O Poeta e seu Labirinto, de Elmar Carvalho

 

Carlos Evandro M. Eulálio, Celson Chaves, Elmar Carvalho e Domingos José Carvalho

Elmar Carvalho e Helano Lopes, o Poeta da Estação


O Poeta e seu Labirinto, de Elmar Carvalho

 

Carlos Evandro M. Eulálio*

                              

É com imensa satisfação que nesta radiosa manhã de outono, na Terra dos Carnaubais, participo do lançamento da obra “O poeta e seu labirinto”, do renomado escritor Elmar Carvalho, livro que singelamente o autor denomina opúsculo. Do latim, opusculum, é diminutivo de opus, obra.  Tipo de publicação de caráter literário ou científico, bastante utilizada no final do século XIX e início do século XX, contendo geralmente entre 20 e 30 páginas.  O opúsculo possui ainda outra característica, o fato de ser escrito e editado como uma obra isolada. Para exemplificar, cito A Paz Perpétua, opúsculo de Kant, sobre o finalismo, publicado em 1795.  Na literatura brasileira, um dos primeiros e mais conhecidos opúsculos foi da autoria de José de Alencar: “Como e Por Que Sou Romancista,” de 1873, autobiografia literária em forma de carta, com a finalidade de oferecer informações a respeito de si mesmo, a Inocêncio Francisco da Silva, autor do Dicionário Bibliográfico Português. No Piauí, O. G. Rego de Carvalho, seguindo o modelo de Alencar, deixou-nos o opúsculo "Como e Por Que me Fiz Escritor", editado pelo Projeto Lamparina, em 1994. Com esses dados, queremos apenas ressaltar a importância deste gênero de publicação, bastante utilizado por notáveis escritores da literatura brasileira de todas as épocas.
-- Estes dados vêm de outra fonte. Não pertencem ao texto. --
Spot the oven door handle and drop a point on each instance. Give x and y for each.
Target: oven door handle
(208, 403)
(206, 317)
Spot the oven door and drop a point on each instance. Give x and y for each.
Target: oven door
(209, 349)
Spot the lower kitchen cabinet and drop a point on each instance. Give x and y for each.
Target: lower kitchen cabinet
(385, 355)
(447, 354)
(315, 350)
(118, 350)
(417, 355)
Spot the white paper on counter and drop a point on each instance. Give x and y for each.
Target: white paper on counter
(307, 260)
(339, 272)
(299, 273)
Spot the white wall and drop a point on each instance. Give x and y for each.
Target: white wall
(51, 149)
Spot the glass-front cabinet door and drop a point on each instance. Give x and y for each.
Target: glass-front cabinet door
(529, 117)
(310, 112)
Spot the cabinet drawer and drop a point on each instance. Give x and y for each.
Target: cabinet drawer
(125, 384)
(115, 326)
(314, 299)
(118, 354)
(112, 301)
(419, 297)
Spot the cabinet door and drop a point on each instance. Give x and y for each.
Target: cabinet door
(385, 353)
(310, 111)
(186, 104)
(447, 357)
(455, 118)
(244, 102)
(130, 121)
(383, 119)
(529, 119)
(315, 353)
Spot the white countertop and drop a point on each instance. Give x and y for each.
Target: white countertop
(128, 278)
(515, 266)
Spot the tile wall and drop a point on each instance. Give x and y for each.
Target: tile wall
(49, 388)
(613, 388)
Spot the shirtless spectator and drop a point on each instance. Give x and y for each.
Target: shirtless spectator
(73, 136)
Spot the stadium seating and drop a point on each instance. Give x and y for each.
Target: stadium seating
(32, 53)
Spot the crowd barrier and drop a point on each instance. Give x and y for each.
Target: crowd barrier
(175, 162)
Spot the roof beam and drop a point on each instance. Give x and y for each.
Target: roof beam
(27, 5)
Em O Poeta e seu Labirinto, o autor reúne 21 poemas que extrai de sua monumental obra Rosa dos Ventos Gerais.  O termo labirinto, com base no imaginário coletivo, leva-nos num primeiro momento a concebê-lo como um complexo de caminhos enredados, de difícil saída. Na poesia de Elmar Carvalho, o labirinto constitui a metáfora da própria existência que, apesar dos tortuosos caminhos que percorreu, há sempre uma luz no final do túnel. Assim canta o poeta: 

Minha estrada

é a esteira de luz

que o sol traça no mar.

Meu arco-do-triunfo

é o arco-íris

que o sol pinta no céu.

                (CARVALHO, 2023, p.29)      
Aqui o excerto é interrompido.